|Time for a little perspective
Yes, the TV news channels are hopping up and down about the emails and so-called “tracking polls”, because their bosses want to persuade you that this contest is still a “horse race”, and no one knows who’ll win. Poppycock. The truth is that this was never a horse race, not from the moment Trump was nominated. Clinton had an average lead in the polls of 5% from June all the way through this week. When the lesser-quality or openly biased polls are eliminated, her lead has been around nine percent. Consistently. Trump never had a serious chance, and that was true even before he set out to self-demolish his candidacy after the Democratic convention.
The media has played all of us for fools, in order to attract viewers and readers and advertising dollars.
Clinton’s Electoral College win is still very much assured. Dr. Wang of the Princeton Election Consortium puts her odds at greater than 99%.
We also learned late Tuesday evening from a survey of Florida voters who had already voted that 28% of the registered Republicans had voted for Clinton. Out of disgust for Trump, they had split their ticket, in other words. This result, by a very well reputed polling organization, sent a shock wave through those of us nerds who spend all our time these days trying to analyze polls and other election trivia.
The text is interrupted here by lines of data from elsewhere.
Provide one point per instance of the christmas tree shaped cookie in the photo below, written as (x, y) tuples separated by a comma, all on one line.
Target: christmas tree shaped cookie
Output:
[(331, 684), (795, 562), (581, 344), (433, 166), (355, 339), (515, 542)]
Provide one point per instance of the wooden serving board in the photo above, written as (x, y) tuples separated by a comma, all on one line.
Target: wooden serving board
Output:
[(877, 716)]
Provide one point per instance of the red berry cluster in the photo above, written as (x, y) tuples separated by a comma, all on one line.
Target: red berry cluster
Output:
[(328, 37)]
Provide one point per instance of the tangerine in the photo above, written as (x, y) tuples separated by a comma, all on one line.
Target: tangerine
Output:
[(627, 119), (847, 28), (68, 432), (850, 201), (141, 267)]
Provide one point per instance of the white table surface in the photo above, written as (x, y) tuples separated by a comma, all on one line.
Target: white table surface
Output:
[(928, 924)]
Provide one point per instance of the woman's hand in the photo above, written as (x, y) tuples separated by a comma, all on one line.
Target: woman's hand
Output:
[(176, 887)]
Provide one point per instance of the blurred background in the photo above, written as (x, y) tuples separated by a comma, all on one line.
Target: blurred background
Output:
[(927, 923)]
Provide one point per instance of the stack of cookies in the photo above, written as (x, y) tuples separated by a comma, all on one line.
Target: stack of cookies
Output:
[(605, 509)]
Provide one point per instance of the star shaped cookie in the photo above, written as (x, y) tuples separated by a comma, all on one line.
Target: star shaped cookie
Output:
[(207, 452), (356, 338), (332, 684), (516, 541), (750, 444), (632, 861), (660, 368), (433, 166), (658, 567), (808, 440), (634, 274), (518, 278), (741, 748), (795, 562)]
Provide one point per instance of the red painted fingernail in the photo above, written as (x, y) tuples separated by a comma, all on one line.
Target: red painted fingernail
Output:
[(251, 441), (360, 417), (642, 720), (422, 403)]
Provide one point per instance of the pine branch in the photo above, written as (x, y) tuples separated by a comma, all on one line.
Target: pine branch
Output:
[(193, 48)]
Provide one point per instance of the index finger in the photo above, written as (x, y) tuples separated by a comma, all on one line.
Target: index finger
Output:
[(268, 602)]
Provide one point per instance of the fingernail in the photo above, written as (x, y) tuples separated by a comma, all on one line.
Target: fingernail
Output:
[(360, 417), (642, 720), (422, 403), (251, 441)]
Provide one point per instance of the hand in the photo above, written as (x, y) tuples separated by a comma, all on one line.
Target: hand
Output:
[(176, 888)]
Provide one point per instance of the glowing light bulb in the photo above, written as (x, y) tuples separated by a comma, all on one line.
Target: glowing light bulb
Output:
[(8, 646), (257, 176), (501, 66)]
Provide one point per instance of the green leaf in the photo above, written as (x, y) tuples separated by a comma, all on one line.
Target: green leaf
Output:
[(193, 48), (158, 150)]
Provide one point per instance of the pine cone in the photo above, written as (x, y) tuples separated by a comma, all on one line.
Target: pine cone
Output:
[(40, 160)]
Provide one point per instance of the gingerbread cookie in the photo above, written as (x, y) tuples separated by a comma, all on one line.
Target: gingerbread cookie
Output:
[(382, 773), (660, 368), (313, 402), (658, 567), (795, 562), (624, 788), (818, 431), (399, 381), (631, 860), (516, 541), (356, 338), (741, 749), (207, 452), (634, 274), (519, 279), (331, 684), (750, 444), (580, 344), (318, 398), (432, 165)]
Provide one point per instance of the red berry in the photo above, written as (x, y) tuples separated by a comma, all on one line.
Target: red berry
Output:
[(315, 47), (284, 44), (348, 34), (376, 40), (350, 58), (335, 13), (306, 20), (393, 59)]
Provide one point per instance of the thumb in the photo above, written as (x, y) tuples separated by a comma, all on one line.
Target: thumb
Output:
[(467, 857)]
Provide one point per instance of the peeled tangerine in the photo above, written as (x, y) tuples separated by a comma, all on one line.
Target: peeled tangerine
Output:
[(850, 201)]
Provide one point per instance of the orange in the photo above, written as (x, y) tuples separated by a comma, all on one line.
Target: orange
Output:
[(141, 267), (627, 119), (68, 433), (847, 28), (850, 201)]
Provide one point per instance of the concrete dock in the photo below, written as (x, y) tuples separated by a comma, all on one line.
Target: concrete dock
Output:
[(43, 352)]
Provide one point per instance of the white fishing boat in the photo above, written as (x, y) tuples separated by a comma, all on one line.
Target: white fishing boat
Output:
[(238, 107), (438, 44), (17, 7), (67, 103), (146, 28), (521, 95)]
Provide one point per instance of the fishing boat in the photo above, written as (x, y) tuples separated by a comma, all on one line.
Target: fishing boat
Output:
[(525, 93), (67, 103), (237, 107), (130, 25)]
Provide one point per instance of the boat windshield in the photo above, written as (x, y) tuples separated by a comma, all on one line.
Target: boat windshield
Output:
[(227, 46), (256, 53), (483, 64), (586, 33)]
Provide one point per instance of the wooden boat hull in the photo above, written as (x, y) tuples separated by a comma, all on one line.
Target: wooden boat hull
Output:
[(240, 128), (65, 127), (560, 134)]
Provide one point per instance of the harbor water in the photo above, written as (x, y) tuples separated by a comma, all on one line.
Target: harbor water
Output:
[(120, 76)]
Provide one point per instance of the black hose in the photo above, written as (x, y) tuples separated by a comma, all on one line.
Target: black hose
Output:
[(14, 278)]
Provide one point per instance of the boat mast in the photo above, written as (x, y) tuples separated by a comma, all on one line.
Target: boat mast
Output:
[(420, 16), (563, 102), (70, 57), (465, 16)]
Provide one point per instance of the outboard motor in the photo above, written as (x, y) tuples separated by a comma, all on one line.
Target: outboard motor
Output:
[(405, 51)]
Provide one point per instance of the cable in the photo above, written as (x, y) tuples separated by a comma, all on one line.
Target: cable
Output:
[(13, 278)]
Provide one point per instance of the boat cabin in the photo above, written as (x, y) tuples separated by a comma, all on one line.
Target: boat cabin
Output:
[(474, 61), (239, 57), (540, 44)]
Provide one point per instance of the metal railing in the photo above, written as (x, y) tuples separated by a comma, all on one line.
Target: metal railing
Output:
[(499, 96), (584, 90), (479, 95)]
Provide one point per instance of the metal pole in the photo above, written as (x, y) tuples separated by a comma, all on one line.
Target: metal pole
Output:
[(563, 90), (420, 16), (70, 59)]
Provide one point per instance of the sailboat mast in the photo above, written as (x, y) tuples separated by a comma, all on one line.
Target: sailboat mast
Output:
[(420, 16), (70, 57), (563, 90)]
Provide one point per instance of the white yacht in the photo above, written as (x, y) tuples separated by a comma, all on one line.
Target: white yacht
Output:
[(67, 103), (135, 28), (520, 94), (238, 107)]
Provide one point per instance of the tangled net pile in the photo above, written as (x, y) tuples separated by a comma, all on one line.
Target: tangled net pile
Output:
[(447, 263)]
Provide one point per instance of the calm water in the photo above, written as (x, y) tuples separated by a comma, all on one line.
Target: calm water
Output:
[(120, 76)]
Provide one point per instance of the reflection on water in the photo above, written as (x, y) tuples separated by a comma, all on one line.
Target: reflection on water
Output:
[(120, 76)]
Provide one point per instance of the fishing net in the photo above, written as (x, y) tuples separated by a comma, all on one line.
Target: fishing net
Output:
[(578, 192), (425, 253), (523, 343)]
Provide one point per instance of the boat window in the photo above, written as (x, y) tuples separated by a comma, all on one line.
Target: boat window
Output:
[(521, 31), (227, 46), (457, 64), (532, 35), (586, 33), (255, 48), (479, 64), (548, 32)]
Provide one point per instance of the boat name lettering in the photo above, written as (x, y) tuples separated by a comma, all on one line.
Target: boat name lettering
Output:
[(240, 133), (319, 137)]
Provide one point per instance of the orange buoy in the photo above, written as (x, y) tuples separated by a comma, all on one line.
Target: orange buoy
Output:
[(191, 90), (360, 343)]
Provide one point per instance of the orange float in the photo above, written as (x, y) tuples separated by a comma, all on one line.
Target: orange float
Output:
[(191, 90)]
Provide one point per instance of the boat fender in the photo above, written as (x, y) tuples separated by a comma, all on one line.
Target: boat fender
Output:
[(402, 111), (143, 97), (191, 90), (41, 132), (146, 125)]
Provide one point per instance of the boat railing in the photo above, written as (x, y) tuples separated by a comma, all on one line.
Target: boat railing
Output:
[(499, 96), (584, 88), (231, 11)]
If, and it’s a large if, this behavior is replicated among Republicans nation-wide, well, then, Trump is already toast.
Another finding from this early-exit poll in Florida is that Clinton’s winning margin over Trump was 53% to 38%–spot-on with our new model’s latest predictions for November 8th. Encouraging, for sure, but we need to hold off on the shouting, since we cannot now say if the new email scare will throw off our math come Election Day.
On the downside, many Clinton supporters are worrying that the early voting by African American young people is down, as compared to 2012. This was expected, since President Obama is not on the ballot. Mind, too, that a big factor has been the attempts by the state administration (again) in North Carolina and Ohio to suppress the early vote in Black communities. We’re confident Black turnout will be relatively high, and we remind readers that Hispanic-Americans are voting in record-smashing numbers, all across the country. Women are also coming out to register and vote this year, thanks to the Great Orange Misogynist.
We can also say that the magnificent GOTV machine built by President Obama and augmented by Clinton is in high gear in all the Battleground states. Trump has no comparable ground game, and is clearly unaware that only a massive army on the ground would be able to get his newly-registered voters out to the polls. This failure will probably cost him several points on Election Day nationally, as well as in the few swing states he must win to prevail.
Conclusions heading into the final weekend
The tightening of the race won’t affect the final outcome of the Presidential contest; Clinton will win with a commanding victory, since she still has a robust lead in more than enough states to secure the presidency. But her winning margin in several key states will be reduced. This in turn will probably lessen Democratic chances of carrying Senate races in New Hampshire, Wisconsin, Pennsylvania, Indiana, and North Carolina. The much-discussed possible Democratic takeaway in Missouri might also be impacted. Clinton needs three of these seats to retake control of the Senate.
The other serious negative after Director Comey’s Friday night ambush will be in down-ballot races, where a smaller national winning margin can be expected to translate into less House seat flips than we had projected just a few weeks ago. It’s now likely that Clinton will come up at least a dozen seats short of the 30 she’d need to re-take the House and send Ryan and his reactionary agenda packing.
We can’t make a solid estimate of Clinton’s final national winning margin, thanks to the email discovery and all the other variables in this whack-o election year, But we can project that it’s still likely to be above ten percent. That will put her win solidly in landslide territory, while keeping the final Senate and House results up in the air.
Netting it out, we won’t know until Election Day
- How many Republican women will decide in the voting booth to split their ballot and vote for Clinton
- How many of the late-deciding third party supporters will finally go for Clinton, or Trump
- How many of Trump’s supporters will actually turn out
- How many of the last few undecided voters will show up, and which way they’ll split
- How successful Clinton’s ground game.has been in motivating the various cohorts of her new coalition.
We’ll continue running our much-battered new tracking model and make our final estimate Sunday evening.